Lots of ways to use it.

Two new ways to use it, still in preview, are AAD B2C & AAD B2B.  Both services are in preview at this time (mid-March 2016).

Business 2 Consumer

AAD B2C allows AAD to integrate with social networks:

This means your AAD won’t be authenticating the users, those social networks will.  But, AAD will still be logging in the users.  This means your application integrates with only one identity provider, which in turns integrates with many.  It therefore federates identities from different sources.

image

You stay in control of the entire onboarding, login & other User Experience (UX) integration with social network by customizing those UX.

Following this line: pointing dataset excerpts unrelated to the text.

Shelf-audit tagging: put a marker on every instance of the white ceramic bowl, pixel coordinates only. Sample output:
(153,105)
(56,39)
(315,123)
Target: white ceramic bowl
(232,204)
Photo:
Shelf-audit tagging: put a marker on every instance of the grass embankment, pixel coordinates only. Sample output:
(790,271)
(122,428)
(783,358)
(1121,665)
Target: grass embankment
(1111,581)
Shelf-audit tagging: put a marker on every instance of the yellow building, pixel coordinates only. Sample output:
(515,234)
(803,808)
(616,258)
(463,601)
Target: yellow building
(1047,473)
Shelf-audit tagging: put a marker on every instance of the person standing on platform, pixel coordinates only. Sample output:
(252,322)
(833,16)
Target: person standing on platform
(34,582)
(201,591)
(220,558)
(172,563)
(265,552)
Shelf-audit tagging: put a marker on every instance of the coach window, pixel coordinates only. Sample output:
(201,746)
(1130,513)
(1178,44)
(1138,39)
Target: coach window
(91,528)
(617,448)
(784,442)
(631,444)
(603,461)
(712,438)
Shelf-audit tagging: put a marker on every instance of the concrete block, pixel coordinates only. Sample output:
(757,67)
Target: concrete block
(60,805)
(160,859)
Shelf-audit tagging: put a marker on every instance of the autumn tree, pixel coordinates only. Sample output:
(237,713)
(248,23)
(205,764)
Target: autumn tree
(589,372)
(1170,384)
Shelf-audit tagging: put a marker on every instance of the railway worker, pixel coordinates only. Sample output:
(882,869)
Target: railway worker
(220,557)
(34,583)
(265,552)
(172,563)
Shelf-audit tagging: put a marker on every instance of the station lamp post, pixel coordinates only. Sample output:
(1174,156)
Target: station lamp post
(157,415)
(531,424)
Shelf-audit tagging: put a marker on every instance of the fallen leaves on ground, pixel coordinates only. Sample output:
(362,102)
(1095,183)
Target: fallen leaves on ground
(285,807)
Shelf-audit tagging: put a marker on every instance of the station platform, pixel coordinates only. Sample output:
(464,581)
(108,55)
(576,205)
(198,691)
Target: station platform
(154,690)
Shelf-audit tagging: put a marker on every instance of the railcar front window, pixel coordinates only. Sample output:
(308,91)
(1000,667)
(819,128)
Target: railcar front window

AAD B2C still allows you to create “local users”, i.e. users existing solely in your AAD tenant.  This supports the scenario of “falling back” to creating accounts for your site only.  Those users can have access to a self-service password reset.

On top of that AAD B2C allows you to customize the user schema, i.e. adding custom attributes on top of the standard ones (e.g. Given Name, Surname, City, etc.).

Since user accounts are imported in your tenant, you can put different users coming from different social networks within AAD groups, to manage application roles for instance.

You can see an introduction video here, see the pricing here (based on number of users & number of authentications).  You should also consult the up-to-date list of known limitations here.

AAD B2C is actually a special type of AAD.  You have to decide at creation if you want an AAD B2C or not.

image

Business 2 Business

AAD B2B allows you to bring identities from other AADs into your tenant and give them access to your applications.

This feature is free.

Currently (mid March 2016), the only to import user accounts is by using CSV files.  This is done via the “Add User” window:  simply select Users in partner companies in the as the type of user.

image

You need to supply a CSV file with a given format, i.e. with the following column names:

  • Email
  • DisplayName
  • InviteAppID
  • InviteReplyUrl
  • InviteAppResources
  • InviteGroupResources
  • InviteContactUsUrl

The way it works is that the email you give is basically the key to find the user in the right tenant.  For instance, vince@contoso.com will use contoso.com as identity provider.  The user is then imported in your directory and its attributes are copied into it.  The only thing that remains in the foreign AAD is the authentication.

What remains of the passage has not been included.